Когда девушка стилист заканчивает, я бреду к вешалкам с одеждой и нахожу свой наряд. Это ничто иное как простая огромная черная тряпка, задрапированная в форме банта. Да, платье - гигантский бант. Я сегодня бант, ну правда, мои волосы это тоже бант с лентой.
Я начинаю раздеваться, чтоб одеть эту штуку.
- Дамы в коллекции Хейвайндол поторопитесь!
Ну вот. Обнаружить проймы оказалось бы сложно, даже если бы я раньше примеривала это платье. Просто на то, чтобы найти вырез для головы, уходит минут десять.
Я стою возле Кристины, у которой ситуация обстоит отнюдь не лучше моей. Она пытается втиснуться в пару серых слакс, идущих в паре с блузкой в виде банта, пока висящей на вешалке возле девушки. Когда Кристина подпрыгивает на правой ноге, ткань вдруг рвется.
- О, нет, - говорит она, широко распахнув глаза и вертя головой из стороны в сторону, пытаясь понять, видел ли кто-то этот кошмар. - Что же мне делать? - ее покрытые веснушками щеки краснеют.
Дизайнер, эксцентричная тощая дама, осматривает каждую модель пристальным прищуренным критическим взглядом.
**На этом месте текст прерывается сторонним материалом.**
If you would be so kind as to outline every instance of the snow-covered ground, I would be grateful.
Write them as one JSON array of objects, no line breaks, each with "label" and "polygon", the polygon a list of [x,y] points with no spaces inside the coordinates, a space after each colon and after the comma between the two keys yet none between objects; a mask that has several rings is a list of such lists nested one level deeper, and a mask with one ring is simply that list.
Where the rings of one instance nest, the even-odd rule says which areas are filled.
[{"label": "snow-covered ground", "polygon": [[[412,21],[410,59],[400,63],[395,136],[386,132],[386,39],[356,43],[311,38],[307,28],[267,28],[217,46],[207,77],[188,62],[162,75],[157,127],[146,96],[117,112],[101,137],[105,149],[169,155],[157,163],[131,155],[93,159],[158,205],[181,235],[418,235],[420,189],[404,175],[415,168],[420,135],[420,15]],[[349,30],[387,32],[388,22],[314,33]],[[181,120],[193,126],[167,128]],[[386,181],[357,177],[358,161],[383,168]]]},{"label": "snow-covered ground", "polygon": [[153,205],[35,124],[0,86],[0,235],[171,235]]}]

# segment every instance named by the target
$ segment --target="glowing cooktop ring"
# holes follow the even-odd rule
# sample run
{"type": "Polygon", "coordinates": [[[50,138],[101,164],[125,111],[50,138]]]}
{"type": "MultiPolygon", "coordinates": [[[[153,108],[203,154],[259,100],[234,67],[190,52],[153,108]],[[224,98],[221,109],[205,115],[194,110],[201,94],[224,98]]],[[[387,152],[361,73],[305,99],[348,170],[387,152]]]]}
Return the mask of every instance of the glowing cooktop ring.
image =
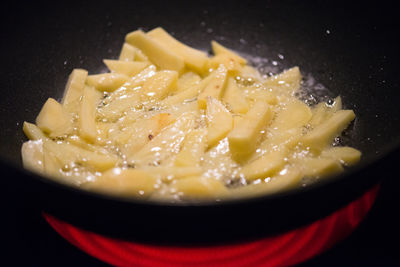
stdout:
{"type": "Polygon", "coordinates": [[[329,216],[287,233],[232,245],[179,247],[124,241],[79,229],[49,214],[47,222],[87,254],[114,266],[292,266],[347,237],[375,201],[379,185],[329,216]]]}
- Вылезай из них, - говорю я Кристине, прежде чем она разразится слезами. Я останавливаю стилиста, которая только что причесала мои волосы, и показываю ей дыру, прежде чем это заметит дизайнер.
- У меня есть набор для шитья за моим рабочим местом. Оставайтесь здесь, - говорит она нам.
Кристина стоит одетая в лифчик и трусики-танга. Я тоже пока не одеваюсь дальше. Фактически, на мне нет даже лифчика, потому что мое платье-бант оголяет часть груди и бока. Моя грудь все еще болит от издевательств Иана над моим соском, но я использовала консилер, чтобы скрыть желтоватый синяк. Так что следы укуса почти незаметны, и никто пока ничего об этом не говорил.
Люди стараются не смотреть на то, как мы переодеваемся, и к тому же большинство персонала за кулисами женщины. Но когда я смотрю по сторонам всего раз, то замечаю пару мужчин, задержавшихся у двери.
У одного из них камера.
И мое сердце уходит в пятки. Камера. Я застываю на месте, мои конечности деревенеют. Их не должны допускать за кулисы. Не с камерами.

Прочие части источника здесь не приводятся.